Wholesale prices for hemp and hemp-derived products had several noticeable trends in the month of January: prices for input materials held relatively steady with slight increases in lower-volume trades of biomass; smokable flower prices may be past their peak, especially THCa flower; and with the ever-increasing number of refined product options, prices for distillates and isolates suffer as they compete with each other for relevance.
As we continue to see CBD biomass traded predominantly in lower volumes, often less than 50,000 pounds, prices have remained relatively stable, pushing the aggregate category up. Farmers are increasingly able to rely on established relationships with buyers, who in turn benefit from consistent and trusted input materials. CBG biomass prices also remained steady this month.

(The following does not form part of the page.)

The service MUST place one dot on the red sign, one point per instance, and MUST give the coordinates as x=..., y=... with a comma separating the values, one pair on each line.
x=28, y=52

Overall, genetics prices dipped marginally in January as international sales to Southern Hemisphere customers slow and domestic farmers planting outdoors are idle. Cultivators producing crops indoors and in greenhouses for smokable CBD and THCa varietals remain active, but demand is levelling off.
For the first time in months, the price increases for smokable THCa flower have ceased, and a significant decline was observed. Both indoor and greenhouse grown THCa flower prices fell, by 5.8% and 15.8%, respectively, pushing the aggregate category down over 12%. The current price assessment for THCa flower remains higher than 10 of the 26 state cannabis indexes published by Cannabis Benchmarks.
All CBD Distillate categories – Full Spectrum, Broad Spectrum & THC Free – experienced declining prices this month, as did CBG Distillate. Price declines were not limited to the “traditional” products; nearly all of the refined products tracked by Hemp Benchmarks experienced falling prices. CBC distillate and HHC distillate both lost over 3% in value, while Delta-10 THC distillate lost 2.5%. Additionally, all isolate products reported on exhibited falling prices: CBD Isolate was down 3.0%, CBG Isolate by 2.0%, CBN Isolate by 1.8%, THCa Isolate by 2.0% and THCv Isolate saw the largest decline of all categories, losing 7.5% per kilo.
The cost to ship hemp products using both dry van and sprinter van cooled off to start the year after incremental increases during the final months of 2025. The recent winter weather phenomena that stretched across the country from Texas to Maine will surely disrupt transportation logistics east of the Mississippi River and along the East Coast, although any delays should be remedied within a few days.